It is no news that Tamil Nadu houses a unique tradition where cine artistes are mostly assured of a career in politics. It is a convention that has been discussed to death when any film personality steps into politics, the latest being Rajinikanth and Kamal Haasan. The most popular hero-turned-politician, as we all know, was MG Ramachandran. However, the credit for the tradition truly belongs to a few others, an important name being M Karunanidhi, whose fiery words and monologues were an important tool for the Dravidian movement.
Picking up the idea from his mentor Periyar and his treatment of stage plays, CN Annadurai and Karunanidhi were instrumental in politicising cinema with Dravidian ideologies. Karunanidhi’s political career and cinema career grew hand in hand. A teen activist, he joined Periyar during the anti-Hindi protests. Noticing his oratory and his flair for language, Periyar and Annadurai asked him to address gatherings and made him the editor of Kudiyarasu, also allowing him to write for theatre. Karunanidhi, who hadn’t passed tenth grade, was making a living by writing scripts for theatre groups. A writer known for his wit and political commentary, he quickly made a name with several powerful scripts that were aimed at catering to the mass audience.
His first film Rajakumari, for Jupiter studios, turned out to be a hit, also becoming a starting point for another influential figure in politics, MG Ramachandran. In fact, Karunanidhi’s politically charged stories found a good face in MG Ramachandran. In their next venture together, Abhimanyu, Karunanidhi is said to have made MGR (who played Arjuna) address the dying Abhimanyu as Anbu Tamizh Magane (Dear son of Tamil). However, two of the most memorable films from Karunanidhi had the face of Shivaji Ganesan. The 1952 film Parasakthi, also Shivaji’s debut, turned out to be one of Karunanidhi’s most popular work. From displacement to several other social issues faced by the state were talked about in the film. The film’s famous court sequence still stuns the viewer into silence, thanks to Shivaji’s performance and Karunanidhi’s lines. Another cult film from the Shivaji-Karunanidhi duo was Manohara. By this time, Karunanidhi had moved away from the Dravidar Kazhagam to the Dravidar Munnetra Kazhagam under Annadurai’s leadership. And Manohara was about a rebellious prince, who fights for his mother against a naive father. Coincidence?

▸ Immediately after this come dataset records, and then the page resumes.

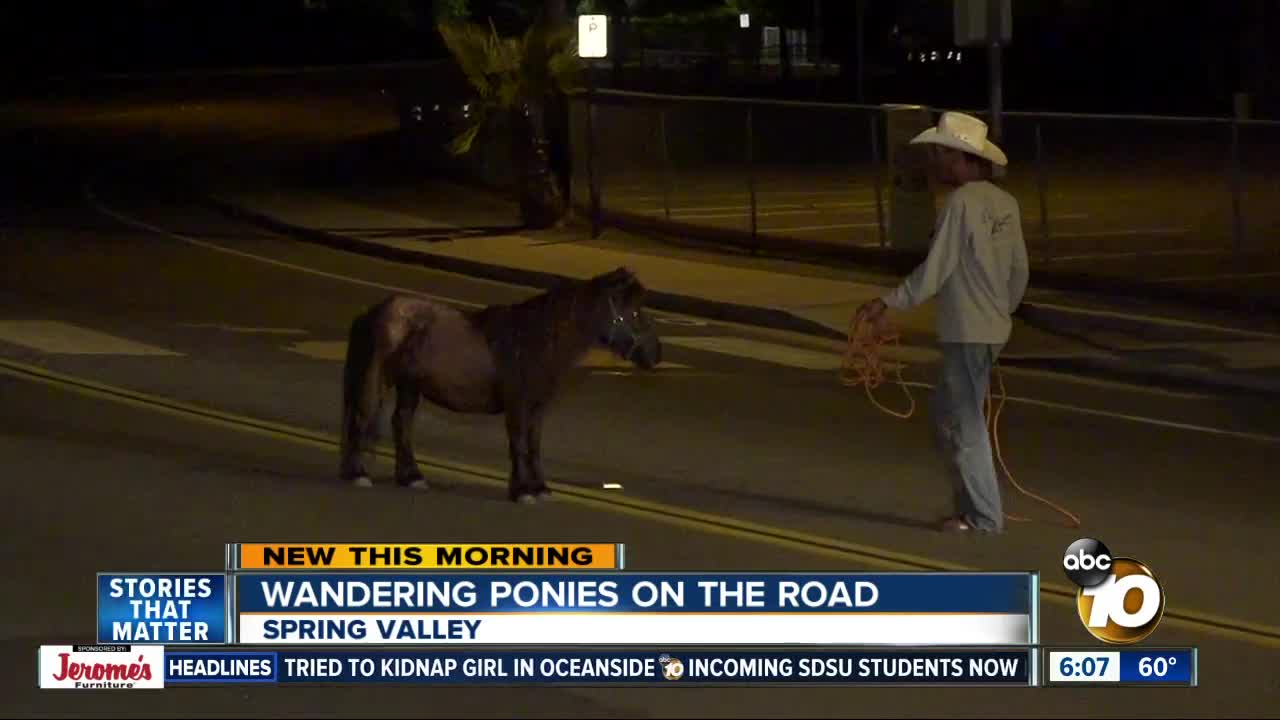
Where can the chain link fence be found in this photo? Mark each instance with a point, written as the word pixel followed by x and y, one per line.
pixel 1157 199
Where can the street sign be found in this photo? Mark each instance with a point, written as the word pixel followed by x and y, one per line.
pixel 972 22
pixel 593 36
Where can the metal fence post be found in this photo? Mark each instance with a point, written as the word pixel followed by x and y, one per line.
pixel 592 180
pixel 1042 187
pixel 666 163
pixel 1237 210
pixel 880 182
pixel 750 176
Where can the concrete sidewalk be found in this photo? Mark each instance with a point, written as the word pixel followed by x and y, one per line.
pixel 1063 335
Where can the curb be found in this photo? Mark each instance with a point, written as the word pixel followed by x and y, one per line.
pixel 901 261
pixel 1118 368
pixel 670 301
pixel 1173 377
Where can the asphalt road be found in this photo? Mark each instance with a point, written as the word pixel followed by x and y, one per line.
pixel 210 313
pixel 1146 199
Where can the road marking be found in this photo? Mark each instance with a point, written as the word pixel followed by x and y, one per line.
pixel 668 340
pixel 1137 254
pixel 776 209
pixel 603 359
pixel 65 338
pixel 333 350
pixel 1148 319
pixel 243 329
pixel 1127 233
pixel 758 350
pixel 816 228
pixel 215 247
pixel 709 523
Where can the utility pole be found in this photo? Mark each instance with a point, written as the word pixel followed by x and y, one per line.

There were several other films such as Panam and Malaikkallan which became vehicles for Dravidian ideologies. From a song indicative of the initials of the party to tackling adulteration, the prolific writer had infused his politics in cinema, setting some standards for the rest to follow. Karunanidhi was also the man behind MGR’s initial ‘saviour on screen’ image, which was later done by Kannadasan, followed by poet Vaali.
Karunanidhi wrote the screenplay for over 75 plays and even penned a TV series at the age of 92. Always known for his hard-hitting, sharp language, one could never deny the power of Karunanidhi’s language. Not even his rivals.